# Distance word problem

• February 20th 2009, 11:26 AM
aliveiam
Distance word problem
I am having trouble with this one. I am more interested in the steps than the answer.

A trip from Here to There is 2108 miles. If one car drove 6mph faster than a truck and got There 3 hours before the truck, find the speeds of the car and truck.

I think the car's speed is (truck's speed) + 6, its time is (Truck's time) - 3, and its distance is 2108, but I am unable to get an answer. I have manipulated the d=rt formula but to no avail.

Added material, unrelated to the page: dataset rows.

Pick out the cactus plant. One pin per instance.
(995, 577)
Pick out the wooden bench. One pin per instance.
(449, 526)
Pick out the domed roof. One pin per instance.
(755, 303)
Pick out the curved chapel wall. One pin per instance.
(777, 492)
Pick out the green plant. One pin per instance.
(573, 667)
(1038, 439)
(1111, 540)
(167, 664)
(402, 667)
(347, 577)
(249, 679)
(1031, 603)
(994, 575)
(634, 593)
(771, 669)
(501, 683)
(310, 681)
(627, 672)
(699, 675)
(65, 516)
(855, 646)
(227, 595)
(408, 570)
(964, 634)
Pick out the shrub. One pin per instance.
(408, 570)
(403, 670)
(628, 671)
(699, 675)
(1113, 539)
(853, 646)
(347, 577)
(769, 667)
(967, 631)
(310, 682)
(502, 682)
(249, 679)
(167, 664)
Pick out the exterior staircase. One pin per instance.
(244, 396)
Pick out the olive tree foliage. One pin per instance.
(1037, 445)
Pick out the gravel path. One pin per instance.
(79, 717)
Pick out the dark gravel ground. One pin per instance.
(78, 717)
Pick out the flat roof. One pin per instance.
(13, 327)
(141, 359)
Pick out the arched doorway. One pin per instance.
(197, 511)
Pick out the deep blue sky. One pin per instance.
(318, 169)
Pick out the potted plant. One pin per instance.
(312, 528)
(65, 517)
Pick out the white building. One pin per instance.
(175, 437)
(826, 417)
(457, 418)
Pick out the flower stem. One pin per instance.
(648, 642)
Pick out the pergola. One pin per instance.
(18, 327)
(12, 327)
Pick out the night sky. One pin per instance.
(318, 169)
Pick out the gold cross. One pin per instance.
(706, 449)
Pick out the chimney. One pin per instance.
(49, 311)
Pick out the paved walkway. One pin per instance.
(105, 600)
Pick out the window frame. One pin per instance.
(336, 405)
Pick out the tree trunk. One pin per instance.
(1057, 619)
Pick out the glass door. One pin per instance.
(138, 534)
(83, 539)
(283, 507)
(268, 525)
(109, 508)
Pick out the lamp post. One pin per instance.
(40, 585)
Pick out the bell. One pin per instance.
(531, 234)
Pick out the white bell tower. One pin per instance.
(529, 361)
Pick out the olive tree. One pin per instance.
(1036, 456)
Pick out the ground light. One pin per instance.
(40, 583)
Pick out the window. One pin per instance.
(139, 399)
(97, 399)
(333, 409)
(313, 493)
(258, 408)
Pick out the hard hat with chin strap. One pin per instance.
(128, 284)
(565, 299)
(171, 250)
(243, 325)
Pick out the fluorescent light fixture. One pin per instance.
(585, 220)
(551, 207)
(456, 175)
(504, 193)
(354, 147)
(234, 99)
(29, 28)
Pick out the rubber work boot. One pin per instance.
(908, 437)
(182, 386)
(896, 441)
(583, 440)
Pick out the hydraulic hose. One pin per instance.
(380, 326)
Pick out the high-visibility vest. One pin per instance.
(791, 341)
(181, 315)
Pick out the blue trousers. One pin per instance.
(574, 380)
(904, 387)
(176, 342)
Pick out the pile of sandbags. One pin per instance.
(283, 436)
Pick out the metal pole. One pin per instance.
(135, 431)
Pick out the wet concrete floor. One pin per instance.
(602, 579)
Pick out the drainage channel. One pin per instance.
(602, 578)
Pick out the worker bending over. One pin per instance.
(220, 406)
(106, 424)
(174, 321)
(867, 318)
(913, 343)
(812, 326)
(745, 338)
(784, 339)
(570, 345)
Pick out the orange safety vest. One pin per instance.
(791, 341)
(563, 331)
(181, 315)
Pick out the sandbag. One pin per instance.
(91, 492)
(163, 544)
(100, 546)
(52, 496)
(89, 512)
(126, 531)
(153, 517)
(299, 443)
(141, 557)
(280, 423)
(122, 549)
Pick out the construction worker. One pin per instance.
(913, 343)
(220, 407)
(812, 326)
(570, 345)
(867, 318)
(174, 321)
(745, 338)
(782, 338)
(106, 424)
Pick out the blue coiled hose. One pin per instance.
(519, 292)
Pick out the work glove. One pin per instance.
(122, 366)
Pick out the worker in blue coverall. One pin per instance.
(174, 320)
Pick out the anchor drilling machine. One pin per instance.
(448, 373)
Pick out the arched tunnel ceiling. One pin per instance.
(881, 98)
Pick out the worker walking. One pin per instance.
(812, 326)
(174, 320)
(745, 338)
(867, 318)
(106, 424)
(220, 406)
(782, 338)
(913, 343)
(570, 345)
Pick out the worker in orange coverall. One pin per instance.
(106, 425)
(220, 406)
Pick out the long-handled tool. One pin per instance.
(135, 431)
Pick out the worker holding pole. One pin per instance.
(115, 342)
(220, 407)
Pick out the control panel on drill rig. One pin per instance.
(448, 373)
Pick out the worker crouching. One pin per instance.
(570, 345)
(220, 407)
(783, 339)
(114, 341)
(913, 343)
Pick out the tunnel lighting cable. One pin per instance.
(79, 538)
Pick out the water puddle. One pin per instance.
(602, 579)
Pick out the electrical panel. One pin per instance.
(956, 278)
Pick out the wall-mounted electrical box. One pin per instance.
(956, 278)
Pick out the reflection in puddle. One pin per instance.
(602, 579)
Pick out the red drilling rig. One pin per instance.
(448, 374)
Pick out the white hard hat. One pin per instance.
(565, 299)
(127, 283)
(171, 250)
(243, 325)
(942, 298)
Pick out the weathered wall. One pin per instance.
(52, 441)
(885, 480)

Any help would be appreciated.
• February 20th 2009, 11:50 AM
masters
Quote:

Originally Posted by aliveiam
I am having trouble with this one. I am more interested in the steps than the answer.

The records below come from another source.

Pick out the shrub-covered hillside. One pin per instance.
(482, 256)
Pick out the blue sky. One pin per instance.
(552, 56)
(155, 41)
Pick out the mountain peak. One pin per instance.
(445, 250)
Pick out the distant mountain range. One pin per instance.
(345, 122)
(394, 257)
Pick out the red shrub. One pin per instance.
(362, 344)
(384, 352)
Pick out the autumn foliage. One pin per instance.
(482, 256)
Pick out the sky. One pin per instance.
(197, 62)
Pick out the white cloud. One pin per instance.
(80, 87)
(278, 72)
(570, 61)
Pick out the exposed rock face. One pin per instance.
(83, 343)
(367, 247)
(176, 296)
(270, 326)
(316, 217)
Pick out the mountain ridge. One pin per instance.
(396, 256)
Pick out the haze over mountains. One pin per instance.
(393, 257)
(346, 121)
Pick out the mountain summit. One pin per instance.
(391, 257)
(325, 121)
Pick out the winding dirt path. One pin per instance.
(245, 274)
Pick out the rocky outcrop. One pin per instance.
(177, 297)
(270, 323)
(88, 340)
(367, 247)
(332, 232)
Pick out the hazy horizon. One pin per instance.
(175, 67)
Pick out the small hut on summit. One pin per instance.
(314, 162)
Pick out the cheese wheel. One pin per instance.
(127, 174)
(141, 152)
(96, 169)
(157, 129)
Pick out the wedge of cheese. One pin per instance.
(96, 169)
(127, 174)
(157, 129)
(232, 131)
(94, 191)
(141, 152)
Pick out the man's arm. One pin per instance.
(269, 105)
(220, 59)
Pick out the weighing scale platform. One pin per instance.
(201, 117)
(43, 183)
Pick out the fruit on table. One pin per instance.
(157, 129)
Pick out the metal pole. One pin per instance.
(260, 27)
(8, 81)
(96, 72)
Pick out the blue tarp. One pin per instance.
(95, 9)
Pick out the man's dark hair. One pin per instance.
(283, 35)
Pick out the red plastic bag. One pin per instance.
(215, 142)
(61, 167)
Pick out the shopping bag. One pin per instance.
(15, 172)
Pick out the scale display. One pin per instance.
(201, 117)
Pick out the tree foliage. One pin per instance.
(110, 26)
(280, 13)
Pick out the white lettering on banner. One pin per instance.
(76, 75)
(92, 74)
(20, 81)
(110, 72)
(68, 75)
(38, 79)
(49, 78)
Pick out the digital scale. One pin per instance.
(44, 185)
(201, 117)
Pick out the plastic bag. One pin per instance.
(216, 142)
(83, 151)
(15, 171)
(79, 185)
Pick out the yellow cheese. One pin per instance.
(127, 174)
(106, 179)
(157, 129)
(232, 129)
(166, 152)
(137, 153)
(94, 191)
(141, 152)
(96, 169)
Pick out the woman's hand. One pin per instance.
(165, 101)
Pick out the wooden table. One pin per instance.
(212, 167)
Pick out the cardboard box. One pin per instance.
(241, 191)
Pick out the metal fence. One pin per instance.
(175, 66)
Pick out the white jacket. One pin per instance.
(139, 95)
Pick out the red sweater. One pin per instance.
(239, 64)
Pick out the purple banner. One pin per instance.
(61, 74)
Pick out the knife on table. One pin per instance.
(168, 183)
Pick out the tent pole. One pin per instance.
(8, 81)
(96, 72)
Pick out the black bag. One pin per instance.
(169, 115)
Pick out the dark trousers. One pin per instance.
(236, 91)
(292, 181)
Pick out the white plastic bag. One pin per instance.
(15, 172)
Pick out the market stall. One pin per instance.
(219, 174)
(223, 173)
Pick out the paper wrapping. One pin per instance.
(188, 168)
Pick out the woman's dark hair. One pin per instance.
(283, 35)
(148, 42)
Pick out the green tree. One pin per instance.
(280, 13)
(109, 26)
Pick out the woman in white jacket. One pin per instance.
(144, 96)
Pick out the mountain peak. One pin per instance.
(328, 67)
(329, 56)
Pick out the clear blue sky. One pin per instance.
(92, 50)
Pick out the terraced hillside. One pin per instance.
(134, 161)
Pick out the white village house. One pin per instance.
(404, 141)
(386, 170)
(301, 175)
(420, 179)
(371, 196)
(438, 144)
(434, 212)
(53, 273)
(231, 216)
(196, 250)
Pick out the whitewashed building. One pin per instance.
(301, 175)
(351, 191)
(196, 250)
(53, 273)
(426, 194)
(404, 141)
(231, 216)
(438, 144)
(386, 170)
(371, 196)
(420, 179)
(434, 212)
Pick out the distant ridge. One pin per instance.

A trip from Here to There is 2108 miles. If one car drove 6mph faster than a truck and got There 3 hours before the truck, find the speeds of the car and truck.

I think the car's speed is (truck's speed) + 6, its time is (Truck's time) - 3, and its distance is 2108, but I am unable to get an answer. I have manipulated the d=rt formula but to no avail. Any help would be appreciated.

Hi aliveiam,

Let's see....There's probably an easier way to approach this, but this is what I saw first.

Let r = the truck's rate

Let t = the truck's time

Let r + 6 = the car's rate
Let t - 3 = the car's time (the car gets there 3 hours ahead of the truck)

D = 2108 for both of them

Using D = rt,

[1] ${\color{red}rt=2108}$

[2] ${\color{blue}(r+6)(t-3)=2108}$

Solve the system above.
• February 20th 2009, 11:52 AM
Rist
$\begin{cases}
Vt=2108 \\
(V+6)(t-3)=2108
\end{cases}$

Find V (truck's speed) and t (truck's time) out of it. Answers will be: truck's speed is 62, car's speed is 68.
• February 20th 2009, 12:16 PM
aliveiam
I am still having trouble
I appreciate your time with this problem, but I am still unable to come up with the correct solutions. When I begin with [r + 6][t - 3] = 2108, I want to solve for r so I change t in terms of r and I get [r + 6][(distance/rate) - 3] = 2108 which becomes [r + 6][(2108/(r + 6)) - 3] = 2108. When I solve for r, however, I get -6. Do you know where I went wrong? Thank you for your time.
• February 20th 2009, 12:31 PM
Rist
You're trying to solve it, using only one equation. Take t (2108/r) from the first one and put it in the second instead of finding t in the second one and putting it back there.
• February 20th 2009, 12:56 PM
masters
Quote:

Originally Posted by aliveiam
I appreciate your time with this problem, but I am still unable to come up with the correct solutions. When I begin with [r + 6][t - 3] = 2108, I want to solve for r so I change t in terms of r and I get [r + 6][(distance/rate) - 3] = 2108 which becomes [r + 6][(2108/(r + 6)) - 3] = 2108. When I solve for r, however, I get -6. Do you know where I went wrong? Thank you for your time.

Let me finish it up for you.

Quote:

Originally Posted by masters
Hi aliveiam,

Let's see....There's probably an easier way to approach this, but this is what I saw first.

Let r = the truck's rate

Let t = the truck's time

Let r + 6 = the car's rate
Let t - 3 = the car's time (the car gets there 3 hours ahead of the truck)

D = 2108 for both of them

Using D = rt,

[1] ${\color{red}rt=2108}$

[2] ${\color{blue}(r+6)(t-3)=2108}$

Solve the system above.

[2] ${\color{blue}(r+6)(t-3)=2108}$

$(r+6)(r-3)=2108$

$rt+6t-3r-18=2108$

Remember: [2] ${\color{red}rt=2108}$

$2108+6t-3r-18=2108$

[3] $6t-3r=18$

Now, use [1] ${\color{red}rt=2108}$ to solve for t in terms of r.

$t=\frac{2108}{r}$

Replace t in [3] $6t-3r=18$

$6\left(\frac{2108}{r}\right)-3r=18$

$\frac{12648}{r}-3r=18$

Multiply every term by r and rearrange to:

$3r^2+18r-12648=0$

Divide every term by 3.

$r^2+6r-4216=0$

Factor or use the quadratic formula:

$(r-62)(r+68)=0$

$r=62$

Ignore the negative root as it is extraneous (can't have a negative rate)

So the truck goes 62 mph and the car goes 62 + 6 = 68 mph.
• February 20th 2009, 01:08 PM
aliveiam
Thank you much
I see where I went wrong. Thank you for your support. All is well.